Algeria’s uneasiness worsened by Polisario’s gaffes

Algerian authorities have surely been feeling very uncomfortable lately. Algiers has actually been repeatedly warned by western intelligence services that the Sahrawi refugee camps of Tindouf were becoming a safe haven and a transit spot for terrorists and other traffickers of all kinds.
The Algerian authorities’ uneasiness has upped a notch after the publication last Tuesday of the US State Department country report on terrorism 2011. The report deplores the Algerian power’s lack of cooperation with its Moroccan neighbor in regional struggle against terrorism.
Things got even worse for the Algerians when the Spanish government unexpectedly decided to repatriate Spanish humanitarian volunteers from the Tindouf camps. Spanish diplomacy said the decision was dictated by the insecurity prevailing in the whole region and fears to see more Spanish nationals kidnapped after the abduction of three aid workers in the camps of Tindouf last October. A 15 million euro ransom has just been paid to obtain the liberation of the three hostages, two Spaniards, Ainhoa Fernandez and Enric Gonyalons, and an Italian national, Rossella Urru.

To cast away the suspicions looming on the Polisario front and its leaders, Algerian authorities proceeded to a profound shake-up in the current military and security apparatus in the Tindouf camps. They discharged the Polisario militias of any military and security task, and entrusted the Algerian army and security services with setting up checkpoints everywhere around the refugee camps. The Algerian authorities’ move is meant to block the road to the traffickers who transit via this zone and also to prevent the Sahrawi refugees from fleeing the Tindouf camps to northern Mali to join the fighters of Al Qaïda in the Islamic Maghreb (AQIM).

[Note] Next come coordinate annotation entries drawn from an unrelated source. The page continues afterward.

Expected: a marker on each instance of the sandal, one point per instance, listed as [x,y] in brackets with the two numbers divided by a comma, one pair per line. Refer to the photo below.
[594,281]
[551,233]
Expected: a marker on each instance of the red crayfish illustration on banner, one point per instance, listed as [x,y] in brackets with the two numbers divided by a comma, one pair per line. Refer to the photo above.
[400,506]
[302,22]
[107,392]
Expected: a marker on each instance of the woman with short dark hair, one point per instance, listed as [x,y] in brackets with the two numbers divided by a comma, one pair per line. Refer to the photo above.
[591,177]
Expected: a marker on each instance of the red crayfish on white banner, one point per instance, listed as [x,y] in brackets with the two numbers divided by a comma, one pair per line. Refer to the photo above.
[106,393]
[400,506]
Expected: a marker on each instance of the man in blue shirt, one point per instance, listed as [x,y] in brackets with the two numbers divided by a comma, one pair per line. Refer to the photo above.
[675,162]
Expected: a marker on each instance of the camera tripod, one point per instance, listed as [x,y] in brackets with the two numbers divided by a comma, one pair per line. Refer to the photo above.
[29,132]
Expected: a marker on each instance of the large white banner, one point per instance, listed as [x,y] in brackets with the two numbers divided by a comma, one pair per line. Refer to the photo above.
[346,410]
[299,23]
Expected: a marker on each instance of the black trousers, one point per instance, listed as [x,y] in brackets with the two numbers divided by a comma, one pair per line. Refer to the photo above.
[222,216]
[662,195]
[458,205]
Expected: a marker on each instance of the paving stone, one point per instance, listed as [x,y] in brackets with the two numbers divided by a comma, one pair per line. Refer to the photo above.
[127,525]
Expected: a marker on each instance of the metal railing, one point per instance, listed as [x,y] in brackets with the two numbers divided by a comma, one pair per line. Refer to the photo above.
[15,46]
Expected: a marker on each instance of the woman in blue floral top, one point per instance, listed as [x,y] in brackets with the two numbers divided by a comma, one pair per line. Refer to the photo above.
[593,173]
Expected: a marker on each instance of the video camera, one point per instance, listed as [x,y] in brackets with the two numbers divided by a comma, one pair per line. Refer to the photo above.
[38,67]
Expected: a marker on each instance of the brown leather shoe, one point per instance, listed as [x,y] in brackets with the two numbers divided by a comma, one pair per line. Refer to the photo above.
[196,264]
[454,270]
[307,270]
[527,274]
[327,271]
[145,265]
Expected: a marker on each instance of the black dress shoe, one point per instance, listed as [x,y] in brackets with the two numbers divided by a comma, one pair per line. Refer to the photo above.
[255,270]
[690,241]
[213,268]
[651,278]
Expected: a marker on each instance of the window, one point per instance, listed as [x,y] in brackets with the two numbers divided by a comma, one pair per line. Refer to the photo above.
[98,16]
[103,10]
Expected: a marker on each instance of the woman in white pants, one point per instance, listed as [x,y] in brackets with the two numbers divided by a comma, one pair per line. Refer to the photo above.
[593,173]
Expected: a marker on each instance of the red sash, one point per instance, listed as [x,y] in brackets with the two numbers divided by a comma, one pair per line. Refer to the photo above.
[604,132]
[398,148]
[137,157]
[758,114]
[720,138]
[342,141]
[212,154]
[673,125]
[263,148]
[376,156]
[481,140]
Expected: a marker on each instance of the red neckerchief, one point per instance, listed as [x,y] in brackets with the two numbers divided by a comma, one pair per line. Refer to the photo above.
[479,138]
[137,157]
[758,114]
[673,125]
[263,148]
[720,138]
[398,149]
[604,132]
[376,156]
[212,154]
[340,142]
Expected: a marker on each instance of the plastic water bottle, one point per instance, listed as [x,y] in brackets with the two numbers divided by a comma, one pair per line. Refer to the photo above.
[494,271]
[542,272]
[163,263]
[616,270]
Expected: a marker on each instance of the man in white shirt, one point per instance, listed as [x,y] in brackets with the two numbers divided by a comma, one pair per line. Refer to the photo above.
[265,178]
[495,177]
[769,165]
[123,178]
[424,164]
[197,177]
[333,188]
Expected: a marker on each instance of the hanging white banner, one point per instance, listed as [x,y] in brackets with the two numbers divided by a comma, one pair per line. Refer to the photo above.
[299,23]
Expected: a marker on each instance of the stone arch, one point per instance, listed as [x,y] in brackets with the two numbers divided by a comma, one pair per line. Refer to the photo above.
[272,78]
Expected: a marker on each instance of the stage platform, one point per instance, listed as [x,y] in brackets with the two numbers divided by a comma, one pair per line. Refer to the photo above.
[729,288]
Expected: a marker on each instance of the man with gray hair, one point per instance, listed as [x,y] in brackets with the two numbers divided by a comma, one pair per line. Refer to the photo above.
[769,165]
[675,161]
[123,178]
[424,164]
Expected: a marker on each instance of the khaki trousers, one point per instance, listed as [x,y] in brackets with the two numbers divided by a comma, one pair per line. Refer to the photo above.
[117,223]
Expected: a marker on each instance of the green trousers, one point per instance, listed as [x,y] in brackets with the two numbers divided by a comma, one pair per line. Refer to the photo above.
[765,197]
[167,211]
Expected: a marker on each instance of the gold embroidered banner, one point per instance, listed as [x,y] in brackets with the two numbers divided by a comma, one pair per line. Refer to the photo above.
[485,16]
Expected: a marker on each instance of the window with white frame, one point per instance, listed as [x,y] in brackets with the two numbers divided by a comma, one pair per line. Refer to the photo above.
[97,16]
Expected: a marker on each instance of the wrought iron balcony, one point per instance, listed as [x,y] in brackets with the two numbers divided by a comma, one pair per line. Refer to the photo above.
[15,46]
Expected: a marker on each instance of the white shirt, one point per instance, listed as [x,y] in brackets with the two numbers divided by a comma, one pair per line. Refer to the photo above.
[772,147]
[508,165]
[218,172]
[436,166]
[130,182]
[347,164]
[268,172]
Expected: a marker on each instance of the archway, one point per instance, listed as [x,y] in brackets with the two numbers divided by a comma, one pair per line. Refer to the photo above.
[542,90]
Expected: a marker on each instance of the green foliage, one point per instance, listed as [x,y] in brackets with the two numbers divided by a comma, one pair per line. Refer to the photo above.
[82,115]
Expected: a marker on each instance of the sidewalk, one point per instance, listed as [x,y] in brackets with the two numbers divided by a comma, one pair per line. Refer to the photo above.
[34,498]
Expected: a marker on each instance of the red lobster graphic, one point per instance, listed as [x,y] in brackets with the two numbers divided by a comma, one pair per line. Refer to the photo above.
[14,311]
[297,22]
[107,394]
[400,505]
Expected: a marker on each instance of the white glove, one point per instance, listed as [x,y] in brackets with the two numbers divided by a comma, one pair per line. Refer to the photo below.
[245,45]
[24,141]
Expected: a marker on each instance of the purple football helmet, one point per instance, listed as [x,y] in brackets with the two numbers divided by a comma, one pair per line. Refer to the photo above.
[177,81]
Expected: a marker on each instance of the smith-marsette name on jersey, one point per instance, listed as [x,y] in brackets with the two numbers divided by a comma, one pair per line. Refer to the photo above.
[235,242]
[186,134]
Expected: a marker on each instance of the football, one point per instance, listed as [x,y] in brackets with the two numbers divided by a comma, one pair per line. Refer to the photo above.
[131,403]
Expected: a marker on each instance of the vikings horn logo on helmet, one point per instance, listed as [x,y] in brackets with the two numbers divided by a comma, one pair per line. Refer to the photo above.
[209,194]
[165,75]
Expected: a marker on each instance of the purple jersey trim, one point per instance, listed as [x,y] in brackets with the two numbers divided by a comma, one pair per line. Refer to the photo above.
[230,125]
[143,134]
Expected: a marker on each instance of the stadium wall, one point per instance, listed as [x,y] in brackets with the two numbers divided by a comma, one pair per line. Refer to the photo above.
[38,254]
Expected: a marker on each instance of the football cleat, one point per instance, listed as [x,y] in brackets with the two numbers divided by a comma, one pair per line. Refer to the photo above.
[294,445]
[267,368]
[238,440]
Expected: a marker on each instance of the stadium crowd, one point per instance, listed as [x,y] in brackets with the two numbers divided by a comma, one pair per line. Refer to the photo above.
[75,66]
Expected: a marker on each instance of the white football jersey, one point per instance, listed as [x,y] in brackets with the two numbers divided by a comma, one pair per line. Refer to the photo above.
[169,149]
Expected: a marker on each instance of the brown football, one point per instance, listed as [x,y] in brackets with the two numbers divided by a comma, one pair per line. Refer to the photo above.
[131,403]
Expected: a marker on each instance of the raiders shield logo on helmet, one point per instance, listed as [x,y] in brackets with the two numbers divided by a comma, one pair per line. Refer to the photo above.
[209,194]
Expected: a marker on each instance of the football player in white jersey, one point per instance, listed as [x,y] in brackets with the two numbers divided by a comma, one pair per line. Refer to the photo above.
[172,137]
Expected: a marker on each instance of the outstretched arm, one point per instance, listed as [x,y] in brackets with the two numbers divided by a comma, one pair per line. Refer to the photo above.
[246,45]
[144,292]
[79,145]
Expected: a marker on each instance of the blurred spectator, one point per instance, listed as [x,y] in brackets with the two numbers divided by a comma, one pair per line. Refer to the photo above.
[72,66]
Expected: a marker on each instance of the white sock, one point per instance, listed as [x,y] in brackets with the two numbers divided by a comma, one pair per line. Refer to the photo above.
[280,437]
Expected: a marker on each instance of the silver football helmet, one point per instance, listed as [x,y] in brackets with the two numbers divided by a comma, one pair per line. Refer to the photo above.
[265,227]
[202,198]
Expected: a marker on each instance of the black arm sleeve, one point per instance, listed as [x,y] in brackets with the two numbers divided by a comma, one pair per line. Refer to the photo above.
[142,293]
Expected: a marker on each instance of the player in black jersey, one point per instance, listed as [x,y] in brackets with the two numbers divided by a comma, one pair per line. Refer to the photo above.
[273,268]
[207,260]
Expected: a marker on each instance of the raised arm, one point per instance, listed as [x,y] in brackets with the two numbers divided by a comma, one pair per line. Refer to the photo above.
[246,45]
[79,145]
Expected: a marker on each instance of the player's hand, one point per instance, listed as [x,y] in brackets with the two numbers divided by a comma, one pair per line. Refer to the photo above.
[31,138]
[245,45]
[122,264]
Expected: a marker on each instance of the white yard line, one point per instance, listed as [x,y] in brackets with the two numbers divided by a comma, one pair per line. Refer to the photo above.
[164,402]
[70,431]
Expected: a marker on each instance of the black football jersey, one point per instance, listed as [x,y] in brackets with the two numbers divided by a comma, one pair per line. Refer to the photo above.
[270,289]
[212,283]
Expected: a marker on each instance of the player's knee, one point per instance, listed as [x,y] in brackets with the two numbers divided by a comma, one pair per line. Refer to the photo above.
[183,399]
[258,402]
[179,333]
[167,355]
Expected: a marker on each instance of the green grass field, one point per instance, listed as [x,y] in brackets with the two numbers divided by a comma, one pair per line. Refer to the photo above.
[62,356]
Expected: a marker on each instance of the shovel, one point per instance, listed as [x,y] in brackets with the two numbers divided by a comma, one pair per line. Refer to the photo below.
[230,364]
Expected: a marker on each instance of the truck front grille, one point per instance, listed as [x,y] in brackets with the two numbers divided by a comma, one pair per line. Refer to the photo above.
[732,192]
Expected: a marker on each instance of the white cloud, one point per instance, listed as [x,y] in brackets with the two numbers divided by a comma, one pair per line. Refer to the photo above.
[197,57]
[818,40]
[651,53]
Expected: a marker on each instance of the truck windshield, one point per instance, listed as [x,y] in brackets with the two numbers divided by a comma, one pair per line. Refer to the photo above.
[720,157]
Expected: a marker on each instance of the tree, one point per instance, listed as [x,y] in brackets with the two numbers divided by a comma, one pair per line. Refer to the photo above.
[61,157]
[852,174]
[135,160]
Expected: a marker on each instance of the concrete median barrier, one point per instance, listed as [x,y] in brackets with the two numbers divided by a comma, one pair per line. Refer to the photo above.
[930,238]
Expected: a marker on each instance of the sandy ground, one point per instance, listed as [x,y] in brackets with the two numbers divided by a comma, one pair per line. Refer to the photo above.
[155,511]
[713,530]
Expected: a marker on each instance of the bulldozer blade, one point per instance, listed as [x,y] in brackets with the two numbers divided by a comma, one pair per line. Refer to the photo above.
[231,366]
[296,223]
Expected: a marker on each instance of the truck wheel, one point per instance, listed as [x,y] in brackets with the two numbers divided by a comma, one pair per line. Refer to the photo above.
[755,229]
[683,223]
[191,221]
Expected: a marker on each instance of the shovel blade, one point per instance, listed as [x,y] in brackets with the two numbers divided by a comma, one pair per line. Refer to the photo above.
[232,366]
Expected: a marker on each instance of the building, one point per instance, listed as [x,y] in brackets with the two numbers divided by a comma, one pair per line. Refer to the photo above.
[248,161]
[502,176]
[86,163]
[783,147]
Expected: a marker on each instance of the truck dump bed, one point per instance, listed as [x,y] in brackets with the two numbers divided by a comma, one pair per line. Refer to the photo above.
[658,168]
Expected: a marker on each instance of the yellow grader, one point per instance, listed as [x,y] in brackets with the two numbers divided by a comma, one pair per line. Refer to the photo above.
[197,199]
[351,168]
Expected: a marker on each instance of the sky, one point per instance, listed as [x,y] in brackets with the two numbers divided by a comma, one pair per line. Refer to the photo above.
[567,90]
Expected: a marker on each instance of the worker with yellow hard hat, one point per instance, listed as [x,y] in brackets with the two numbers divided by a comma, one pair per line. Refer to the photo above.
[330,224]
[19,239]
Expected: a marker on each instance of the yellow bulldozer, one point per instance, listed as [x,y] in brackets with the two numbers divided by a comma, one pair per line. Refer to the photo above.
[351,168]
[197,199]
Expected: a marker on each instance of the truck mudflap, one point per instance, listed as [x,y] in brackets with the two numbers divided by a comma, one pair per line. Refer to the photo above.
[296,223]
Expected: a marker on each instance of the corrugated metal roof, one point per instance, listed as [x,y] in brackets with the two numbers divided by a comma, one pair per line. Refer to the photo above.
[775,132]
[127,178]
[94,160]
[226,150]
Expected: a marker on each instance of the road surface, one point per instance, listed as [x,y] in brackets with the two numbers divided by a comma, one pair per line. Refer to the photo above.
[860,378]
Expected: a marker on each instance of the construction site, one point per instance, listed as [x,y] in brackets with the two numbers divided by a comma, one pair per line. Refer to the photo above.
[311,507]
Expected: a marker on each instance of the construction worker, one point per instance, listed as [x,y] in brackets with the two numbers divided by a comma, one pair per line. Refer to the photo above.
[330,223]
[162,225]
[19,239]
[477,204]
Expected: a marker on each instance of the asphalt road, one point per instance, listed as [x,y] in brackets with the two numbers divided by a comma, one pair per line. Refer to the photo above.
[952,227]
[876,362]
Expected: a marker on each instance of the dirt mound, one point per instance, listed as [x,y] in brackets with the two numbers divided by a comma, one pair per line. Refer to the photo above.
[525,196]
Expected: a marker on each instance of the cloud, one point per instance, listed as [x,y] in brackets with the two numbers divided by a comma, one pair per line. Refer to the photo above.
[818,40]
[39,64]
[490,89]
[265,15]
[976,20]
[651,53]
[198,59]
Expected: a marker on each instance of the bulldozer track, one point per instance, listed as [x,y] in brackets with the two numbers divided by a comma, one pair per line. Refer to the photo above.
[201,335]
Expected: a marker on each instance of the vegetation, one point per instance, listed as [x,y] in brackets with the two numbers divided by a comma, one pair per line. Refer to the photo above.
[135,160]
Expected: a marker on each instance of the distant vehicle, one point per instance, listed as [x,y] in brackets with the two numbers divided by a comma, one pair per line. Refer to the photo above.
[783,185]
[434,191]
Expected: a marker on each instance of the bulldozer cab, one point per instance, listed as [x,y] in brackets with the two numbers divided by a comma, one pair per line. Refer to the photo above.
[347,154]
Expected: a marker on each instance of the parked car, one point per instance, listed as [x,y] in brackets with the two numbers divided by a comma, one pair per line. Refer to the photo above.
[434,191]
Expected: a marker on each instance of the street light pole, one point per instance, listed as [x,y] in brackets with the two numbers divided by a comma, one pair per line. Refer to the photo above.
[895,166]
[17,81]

With the decrease of international assistance to the camps and the scarcity of jobs or money-earning activities in Tindouf, numerous deprived young Sahrawi refugees give in easily to the offer made by AQIM recruiters.
According to pundits, in view of the latest developments, Algiers would be losing its battle against the kingdom of Morocco in the thorny issue of the Western Sahara.